In an attempt to win web surfers over to downloading music from legal sites, digital service provider OD2 has launched its second Digital Download Day.
Following the first Digital Download Day in October 2002, which had problems coping with the number of people trying to register, OD2 has extended the pre-registration period and will give users three days in which to choose their music.
From 9 April until 15 April, users can register for downloads in one of three formats for just €5 (£3.40). After registration they have three days in which to download free tracks, although the offer closes on 18 April.
Users have a choice of streaming tracks for 1p, downloading only to the hard drive for 10p a track, or burning tracks to CD at £1 a track.
But tempting people away from popular peer-to-peer (P2P) sites such as as Kazaa and Grokster, where they can swop music files for free, has proved hard.
The recording industry has focused much effort on issuing legal threats and warnings rather than working with providers to develop a business model that appeals to the public.
But critics of the OD2 model have said it does not go far enough to discourage people from downloading files from P2P sites.
Wayne Rosso, president of file sharing site Grokster, described it as a formula for disaster.
"My message to the industry is 'get real'. How greedy can they be?" he said. "The current models are extremely expensive and restrictive."

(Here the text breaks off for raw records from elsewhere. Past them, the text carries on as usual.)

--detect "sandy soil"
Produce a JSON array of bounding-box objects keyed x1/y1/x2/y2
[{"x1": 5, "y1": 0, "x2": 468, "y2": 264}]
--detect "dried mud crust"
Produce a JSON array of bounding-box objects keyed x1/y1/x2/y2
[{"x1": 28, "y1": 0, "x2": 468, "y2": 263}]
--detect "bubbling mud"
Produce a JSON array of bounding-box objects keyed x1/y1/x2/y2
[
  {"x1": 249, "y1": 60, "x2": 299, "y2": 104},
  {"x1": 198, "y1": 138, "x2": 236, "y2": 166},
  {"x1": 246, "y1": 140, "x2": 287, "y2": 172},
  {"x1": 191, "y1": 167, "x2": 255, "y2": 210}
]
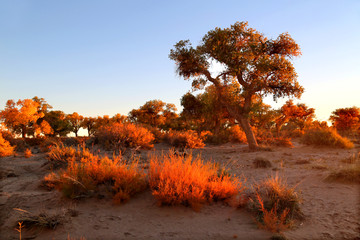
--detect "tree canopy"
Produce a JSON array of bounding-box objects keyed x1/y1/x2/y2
[{"x1": 169, "y1": 22, "x2": 303, "y2": 149}]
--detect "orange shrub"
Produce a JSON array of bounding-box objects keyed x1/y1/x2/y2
[
  {"x1": 165, "y1": 130, "x2": 209, "y2": 148},
  {"x1": 0, "y1": 133, "x2": 14, "y2": 157},
  {"x1": 95, "y1": 123, "x2": 154, "y2": 150},
  {"x1": 24, "y1": 148, "x2": 32, "y2": 158},
  {"x1": 43, "y1": 145, "x2": 147, "y2": 203},
  {"x1": 249, "y1": 175, "x2": 303, "y2": 232},
  {"x1": 149, "y1": 152, "x2": 242, "y2": 210},
  {"x1": 229, "y1": 125, "x2": 247, "y2": 143},
  {"x1": 302, "y1": 128, "x2": 354, "y2": 149}
]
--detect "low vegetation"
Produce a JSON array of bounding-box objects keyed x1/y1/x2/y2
[
  {"x1": 165, "y1": 130, "x2": 208, "y2": 148},
  {"x1": 43, "y1": 144, "x2": 147, "y2": 203},
  {"x1": 95, "y1": 123, "x2": 154, "y2": 152},
  {"x1": 302, "y1": 128, "x2": 354, "y2": 149},
  {"x1": 149, "y1": 152, "x2": 243, "y2": 210},
  {"x1": 0, "y1": 133, "x2": 14, "y2": 157},
  {"x1": 249, "y1": 175, "x2": 303, "y2": 232}
]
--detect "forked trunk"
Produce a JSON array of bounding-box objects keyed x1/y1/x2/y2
[{"x1": 237, "y1": 117, "x2": 259, "y2": 150}]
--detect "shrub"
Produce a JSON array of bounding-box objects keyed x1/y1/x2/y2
[
  {"x1": 149, "y1": 152, "x2": 242, "y2": 210},
  {"x1": 0, "y1": 133, "x2": 14, "y2": 157},
  {"x1": 43, "y1": 147, "x2": 147, "y2": 203},
  {"x1": 165, "y1": 130, "x2": 209, "y2": 148},
  {"x1": 326, "y1": 164, "x2": 360, "y2": 184},
  {"x1": 229, "y1": 125, "x2": 247, "y2": 143},
  {"x1": 253, "y1": 157, "x2": 272, "y2": 168},
  {"x1": 249, "y1": 176, "x2": 303, "y2": 232},
  {"x1": 95, "y1": 123, "x2": 154, "y2": 151},
  {"x1": 24, "y1": 148, "x2": 32, "y2": 158},
  {"x1": 302, "y1": 128, "x2": 354, "y2": 149}
]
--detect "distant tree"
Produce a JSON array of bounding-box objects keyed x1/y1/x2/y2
[
  {"x1": 275, "y1": 100, "x2": 315, "y2": 134},
  {"x1": 129, "y1": 100, "x2": 178, "y2": 129},
  {"x1": 169, "y1": 22, "x2": 303, "y2": 150},
  {"x1": 45, "y1": 111, "x2": 72, "y2": 136},
  {"x1": 66, "y1": 112, "x2": 84, "y2": 137},
  {"x1": 330, "y1": 107, "x2": 360, "y2": 134},
  {"x1": 0, "y1": 99, "x2": 43, "y2": 138},
  {"x1": 81, "y1": 117, "x2": 96, "y2": 137}
]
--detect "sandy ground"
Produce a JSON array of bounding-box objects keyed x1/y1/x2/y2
[{"x1": 0, "y1": 144, "x2": 360, "y2": 240}]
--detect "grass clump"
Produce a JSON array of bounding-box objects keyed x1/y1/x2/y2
[
  {"x1": 14, "y1": 208, "x2": 64, "y2": 229},
  {"x1": 326, "y1": 164, "x2": 360, "y2": 184},
  {"x1": 0, "y1": 133, "x2": 14, "y2": 157},
  {"x1": 248, "y1": 175, "x2": 303, "y2": 232},
  {"x1": 24, "y1": 148, "x2": 32, "y2": 158},
  {"x1": 253, "y1": 157, "x2": 272, "y2": 168},
  {"x1": 302, "y1": 128, "x2": 354, "y2": 149},
  {"x1": 165, "y1": 130, "x2": 209, "y2": 148},
  {"x1": 43, "y1": 144, "x2": 147, "y2": 203},
  {"x1": 149, "y1": 151, "x2": 243, "y2": 210}
]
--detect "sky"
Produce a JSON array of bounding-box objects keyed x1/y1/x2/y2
[{"x1": 0, "y1": 0, "x2": 360, "y2": 120}]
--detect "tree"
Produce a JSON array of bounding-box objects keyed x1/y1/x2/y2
[
  {"x1": 81, "y1": 117, "x2": 96, "y2": 137},
  {"x1": 169, "y1": 22, "x2": 303, "y2": 150},
  {"x1": 66, "y1": 112, "x2": 84, "y2": 137},
  {"x1": 129, "y1": 100, "x2": 178, "y2": 130},
  {"x1": 45, "y1": 111, "x2": 71, "y2": 136},
  {"x1": 330, "y1": 107, "x2": 360, "y2": 134},
  {"x1": 0, "y1": 99, "x2": 44, "y2": 138},
  {"x1": 275, "y1": 100, "x2": 315, "y2": 135}
]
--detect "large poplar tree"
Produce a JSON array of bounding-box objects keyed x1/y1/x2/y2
[{"x1": 169, "y1": 22, "x2": 303, "y2": 150}]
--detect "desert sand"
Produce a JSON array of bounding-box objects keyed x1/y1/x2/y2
[{"x1": 0, "y1": 143, "x2": 360, "y2": 240}]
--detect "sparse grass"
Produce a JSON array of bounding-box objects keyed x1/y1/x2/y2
[
  {"x1": 301, "y1": 128, "x2": 354, "y2": 149},
  {"x1": 149, "y1": 152, "x2": 243, "y2": 210},
  {"x1": 14, "y1": 208, "x2": 64, "y2": 229},
  {"x1": 253, "y1": 157, "x2": 272, "y2": 168},
  {"x1": 326, "y1": 164, "x2": 360, "y2": 184},
  {"x1": 0, "y1": 133, "x2": 14, "y2": 157},
  {"x1": 248, "y1": 175, "x2": 303, "y2": 232},
  {"x1": 24, "y1": 148, "x2": 32, "y2": 158},
  {"x1": 43, "y1": 145, "x2": 147, "y2": 203}
]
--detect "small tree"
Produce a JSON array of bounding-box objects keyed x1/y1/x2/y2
[
  {"x1": 330, "y1": 107, "x2": 360, "y2": 134},
  {"x1": 169, "y1": 22, "x2": 303, "y2": 149},
  {"x1": 66, "y1": 112, "x2": 84, "y2": 137}
]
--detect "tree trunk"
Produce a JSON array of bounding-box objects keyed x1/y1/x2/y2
[{"x1": 236, "y1": 116, "x2": 259, "y2": 150}]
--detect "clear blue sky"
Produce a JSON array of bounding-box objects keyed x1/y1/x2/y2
[{"x1": 0, "y1": 0, "x2": 360, "y2": 120}]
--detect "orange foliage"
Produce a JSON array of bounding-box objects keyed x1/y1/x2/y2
[
  {"x1": 43, "y1": 145, "x2": 147, "y2": 203},
  {"x1": 24, "y1": 148, "x2": 32, "y2": 158},
  {"x1": 0, "y1": 133, "x2": 14, "y2": 157},
  {"x1": 96, "y1": 123, "x2": 154, "y2": 150},
  {"x1": 149, "y1": 152, "x2": 242, "y2": 210},
  {"x1": 165, "y1": 130, "x2": 209, "y2": 148}
]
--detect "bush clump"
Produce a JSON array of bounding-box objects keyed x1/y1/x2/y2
[
  {"x1": 149, "y1": 152, "x2": 242, "y2": 210},
  {"x1": 302, "y1": 128, "x2": 354, "y2": 149},
  {"x1": 165, "y1": 130, "x2": 209, "y2": 148},
  {"x1": 249, "y1": 176, "x2": 303, "y2": 232},
  {"x1": 95, "y1": 123, "x2": 154, "y2": 151},
  {"x1": 43, "y1": 144, "x2": 148, "y2": 203},
  {"x1": 0, "y1": 133, "x2": 14, "y2": 157}
]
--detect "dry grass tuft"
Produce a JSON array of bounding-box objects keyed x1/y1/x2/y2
[
  {"x1": 253, "y1": 157, "x2": 272, "y2": 168},
  {"x1": 165, "y1": 130, "x2": 209, "y2": 148},
  {"x1": 326, "y1": 164, "x2": 360, "y2": 184},
  {"x1": 149, "y1": 151, "x2": 243, "y2": 210},
  {"x1": 24, "y1": 148, "x2": 32, "y2": 158},
  {"x1": 14, "y1": 208, "x2": 64, "y2": 229},
  {"x1": 248, "y1": 175, "x2": 303, "y2": 232},
  {"x1": 302, "y1": 128, "x2": 354, "y2": 149},
  {"x1": 0, "y1": 133, "x2": 14, "y2": 157},
  {"x1": 43, "y1": 147, "x2": 147, "y2": 203}
]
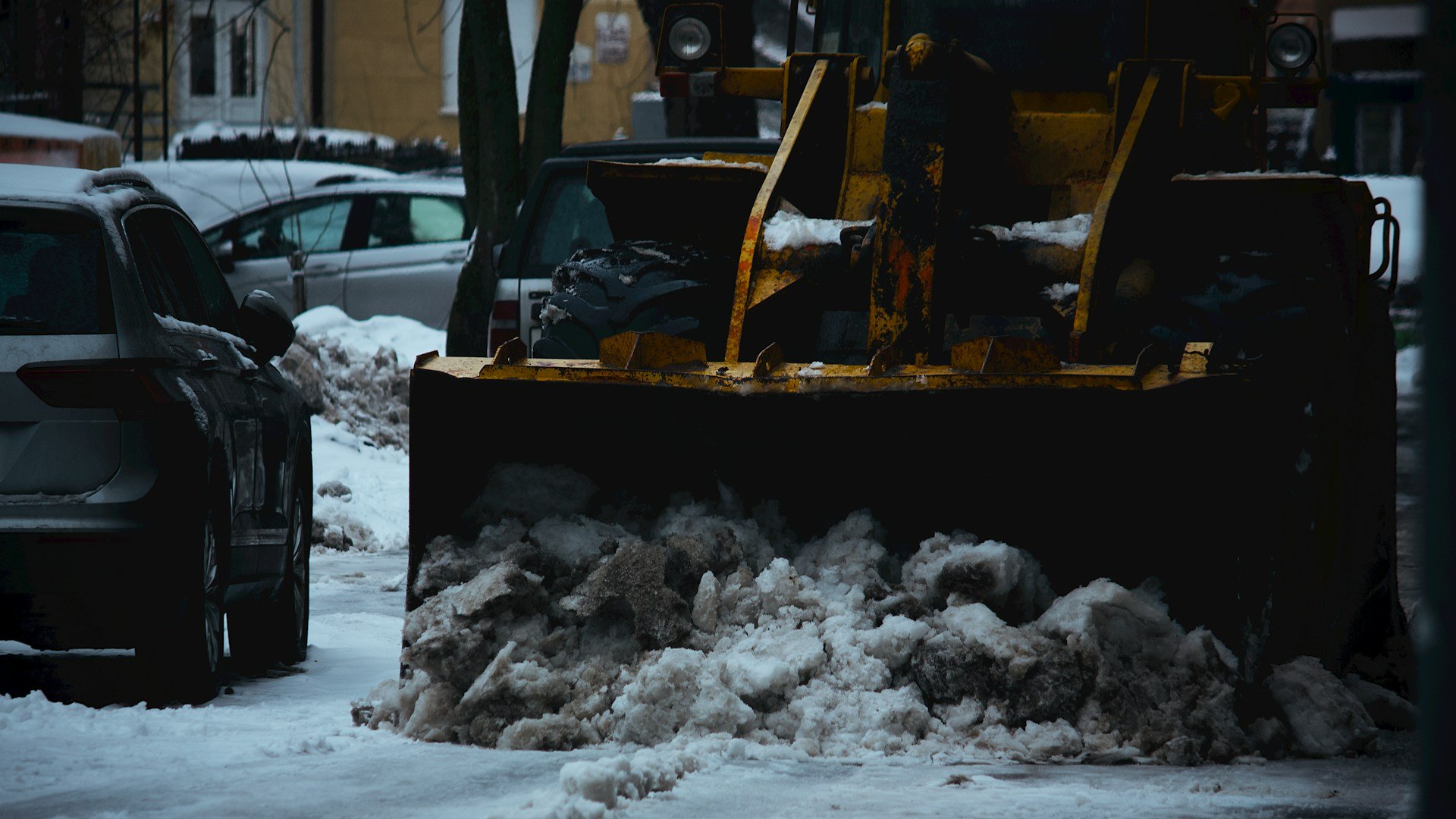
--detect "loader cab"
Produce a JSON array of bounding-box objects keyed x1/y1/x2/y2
[{"x1": 814, "y1": 0, "x2": 1298, "y2": 95}]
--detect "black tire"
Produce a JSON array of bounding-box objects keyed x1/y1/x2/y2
[
  {"x1": 228, "y1": 474, "x2": 313, "y2": 670},
  {"x1": 136, "y1": 506, "x2": 228, "y2": 704},
  {"x1": 532, "y1": 239, "x2": 726, "y2": 359}
]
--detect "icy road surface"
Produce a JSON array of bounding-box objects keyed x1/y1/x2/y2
[
  {"x1": 0, "y1": 307, "x2": 1417, "y2": 819},
  {"x1": 0, "y1": 430, "x2": 1415, "y2": 817}
]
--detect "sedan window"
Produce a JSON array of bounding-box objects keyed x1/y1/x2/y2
[
  {"x1": 367, "y1": 194, "x2": 470, "y2": 248},
  {"x1": 233, "y1": 196, "x2": 351, "y2": 259}
]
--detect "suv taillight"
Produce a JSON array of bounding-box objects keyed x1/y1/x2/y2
[
  {"x1": 14, "y1": 360, "x2": 172, "y2": 410},
  {"x1": 488, "y1": 299, "x2": 521, "y2": 353}
]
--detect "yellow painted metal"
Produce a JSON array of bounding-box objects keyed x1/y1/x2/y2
[
  {"x1": 1072, "y1": 68, "x2": 1162, "y2": 357},
  {"x1": 1010, "y1": 90, "x2": 1108, "y2": 114},
  {"x1": 703, "y1": 150, "x2": 774, "y2": 168},
  {"x1": 753, "y1": 341, "x2": 783, "y2": 379},
  {"x1": 415, "y1": 350, "x2": 1238, "y2": 395},
  {"x1": 1008, "y1": 111, "x2": 1112, "y2": 185},
  {"x1": 951, "y1": 335, "x2": 1062, "y2": 373},
  {"x1": 723, "y1": 60, "x2": 828, "y2": 363},
  {"x1": 598, "y1": 331, "x2": 708, "y2": 370},
  {"x1": 834, "y1": 97, "x2": 890, "y2": 221},
  {"x1": 718, "y1": 65, "x2": 783, "y2": 99}
]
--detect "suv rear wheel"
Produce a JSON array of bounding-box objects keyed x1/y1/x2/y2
[
  {"x1": 136, "y1": 498, "x2": 228, "y2": 704},
  {"x1": 228, "y1": 474, "x2": 313, "y2": 669}
]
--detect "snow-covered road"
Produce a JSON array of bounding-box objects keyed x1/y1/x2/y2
[
  {"x1": 0, "y1": 307, "x2": 1417, "y2": 819},
  {"x1": 0, "y1": 533, "x2": 1414, "y2": 819},
  {"x1": 0, "y1": 536, "x2": 1414, "y2": 819}
]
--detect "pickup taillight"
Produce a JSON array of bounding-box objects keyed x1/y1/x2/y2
[{"x1": 14, "y1": 360, "x2": 172, "y2": 410}]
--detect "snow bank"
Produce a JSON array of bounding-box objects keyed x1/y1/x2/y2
[
  {"x1": 763, "y1": 210, "x2": 874, "y2": 251},
  {"x1": 358, "y1": 465, "x2": 1385, "y2": 775},
  {"x1": 293, "y1": 305, "x2": 446, "y2": 367},
  {"x1": 981, "y1": 213, "x2": 1092, "y2": 251},
  {"x1": 278, "y1": 307, "x2": 446, "y2": 551}
]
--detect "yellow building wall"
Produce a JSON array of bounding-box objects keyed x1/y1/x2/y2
[
  {"x1": 325, "y1": 0, "x2": 654, "y2": 146},
  {"x1": 83, "y1": 0, "x2": 654, "y2": 158}
]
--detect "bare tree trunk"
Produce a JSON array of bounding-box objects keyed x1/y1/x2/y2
[
  {"x1": 446, "y1": 0, "x2": 529, "y2": 356},
  {"x1": 521, "y1": 0, "x2": 582, "y2": 187}
]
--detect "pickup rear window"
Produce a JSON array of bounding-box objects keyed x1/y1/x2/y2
[
  {"x1": 0, "y1": 209, "x2": 117, "y2": 335},
  {"x1": 521, "y1": 171, "x2": 611, "y2": 275}
]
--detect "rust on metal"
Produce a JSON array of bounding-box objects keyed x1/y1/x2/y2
[
  {"x1": 951, "y1": 335, "x2": 1065, "y2": 373},
  {"x1": 600, "y1": 331, "x2": 708, "y2": 370},
  {"x1": 723, "y1": 60, "x2": 828, "y2": 363},
  {"x1": 753, "y1": 341, "x2": 783, "y2": 379},
  {"x1": 416, "y1": 351, "x2": 1222, "y2": 395},
  {"x1": 864, "y1": 344, "x2": 900, "y2": 376}
]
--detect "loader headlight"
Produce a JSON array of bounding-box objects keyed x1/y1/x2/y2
[
  {"x1": 1268, "y1": 24, "x2": 1315, "y2": 71},
  {"x1": 667, "y1": 17, "x2": 714, "y2": 63}
]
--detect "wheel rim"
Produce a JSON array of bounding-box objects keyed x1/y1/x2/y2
[
  {"x1": 202, "y1": 519, "x2": 223, "y2": 670},
  {"x1": 290, "y1": 491, "x2": 309, "y2": 654}
]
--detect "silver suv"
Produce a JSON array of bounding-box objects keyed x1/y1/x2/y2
[{"x1": 0, "y1": 165, "x2": 312, "y2": 701}]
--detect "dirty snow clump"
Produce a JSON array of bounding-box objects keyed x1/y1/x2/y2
[
  {"x1": 981, "y1": 213, "x2": 1092, "y2": 251},
  {"x1": 763, "y1": 210, "x2": 874, "y2": 251},
  {"x1": 355, "y1": 465, "x2": 1392, "y2": 775}
]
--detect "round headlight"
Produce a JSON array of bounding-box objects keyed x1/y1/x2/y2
[
  {"x1": 667, "y1": 17, "x2": 714, "y2": 63},
  {"x1": 1268, "y1": 24, "x2": 1315, "y2": 71}
]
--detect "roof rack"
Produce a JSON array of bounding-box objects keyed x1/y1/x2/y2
[{"x1": 90, "y1": 168, "x2": 157, "y2": 191}]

Paul Smith, OD2's marketing manager, agreed that there are still steps to be taken to get the business model right.
"It is still expensive but we and the retailers are constrained in what we can offer by the recording industry, which doesn't yet see music downloads as core business," he said.
But he believes that with the growing take-up of broadband connections, and more acceptance within the recording industry, prices will fall and downloading music from the internet will become mainstream within two years.